Эндрю Купер всегда жил по чётким правилам: успешная карьера, стабильный брак, дом в престижном районе. Затем всё рухнуло за несколько месяцев. Брак распался неожиданно и болезненно. Работа, которая казалась незыблемой, исчезла после слияния компаний. Кредиты, счета, алименты — цифры в ежемесячных отчётах стали напоминать обрывки кошмара.
Идея пришла не как озарение, а как тихое, навязчивое семя. Он наблюдал за своими соседями — такими же, каким был сам недавно. За их уверенными улыбками на вечеринках, за новыми машинами в подъездах. Их мир продолжался, будто ничего не случилось. Его же мир трещал по швам.
Первой стала пара золотых запонок, забытых на открытой веранде у Джейкобсов. Эндрю взял их почти машинально, движимый скорее горьким любопытством, чем нуждой. Он продал их в ломбарде за сумму, которая казалась смешной по его прежним меркам, но оплатила счёт за электричество.
Это не было отчаянием.

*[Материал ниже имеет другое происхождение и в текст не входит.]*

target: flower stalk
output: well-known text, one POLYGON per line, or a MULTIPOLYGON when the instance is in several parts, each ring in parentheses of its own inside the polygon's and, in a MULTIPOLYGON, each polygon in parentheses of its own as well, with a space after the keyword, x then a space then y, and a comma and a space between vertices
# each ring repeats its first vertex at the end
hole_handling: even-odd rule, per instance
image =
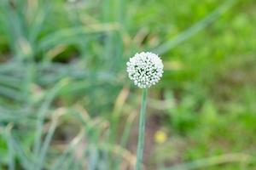
POLYGON ((139 118, 139 136, 137 149, 136 170, 140 170, 143 158, 144 138, 145 138, 145 120, 146 120, 146 105, 147 105, 148 88, 143 88, 142 106, 139 118))

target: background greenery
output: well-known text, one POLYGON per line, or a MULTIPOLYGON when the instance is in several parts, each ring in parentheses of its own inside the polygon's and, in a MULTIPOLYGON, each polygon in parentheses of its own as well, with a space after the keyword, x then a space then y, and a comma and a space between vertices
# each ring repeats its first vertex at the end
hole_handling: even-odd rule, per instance
POLYGON ((255 169, 255 8, 1 0, 0 169, 132 169, 141 90, 125 63, 145 50, 165 73, 149 90, 144 169, 255 169))

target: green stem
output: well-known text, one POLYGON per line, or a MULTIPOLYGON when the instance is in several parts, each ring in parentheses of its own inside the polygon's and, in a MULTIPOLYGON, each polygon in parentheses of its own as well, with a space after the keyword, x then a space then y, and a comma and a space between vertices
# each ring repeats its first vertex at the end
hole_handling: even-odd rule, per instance
POLYGON ((147 95, 148 88, 143 88, 142 107, 140 111, 140 122, 139 122, 139 137, 137 149, 137 161, 136 161, 136 170, 140 170, 144 148, 144 136, 145 136, 145 115, 146 115, 146 105, 147 105, 147 95))

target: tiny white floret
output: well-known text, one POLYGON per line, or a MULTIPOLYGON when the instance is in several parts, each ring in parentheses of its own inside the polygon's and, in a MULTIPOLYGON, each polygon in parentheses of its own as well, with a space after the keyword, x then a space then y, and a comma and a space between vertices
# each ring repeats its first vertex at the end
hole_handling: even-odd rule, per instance
POLYGON ((129 78, 141 88, 150 88, 163 75, 164 65, 160 58, 151 52, 136 54, 126 63, 129 78))

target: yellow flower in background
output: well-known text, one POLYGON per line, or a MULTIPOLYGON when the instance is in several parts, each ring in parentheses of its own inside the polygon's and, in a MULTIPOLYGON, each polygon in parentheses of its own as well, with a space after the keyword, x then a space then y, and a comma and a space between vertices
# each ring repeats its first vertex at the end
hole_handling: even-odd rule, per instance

Это было странным, почти тревожным успокоением. Забирая у них безделушку — часы со столика в прихожей, бутылку коллекционного вина из погреба, наличные из небрежно оставленного кошелька в раздевалке клуба, — он будто восстанавливал справедливость. Кража у брокера, только что хваставшего новой яхтой, приносила не только деньги. Она приносила тёмное, глумливое удовлетворение. Он смотрел на их идеальные жизни и брал у них крошечные фрагменты, а они даже не замечали. В этом был свой, извращённый порядок. Свой способ оставаться на плаву, оставаясь в игре, пусть и по совершенно новым, тёмным правилам.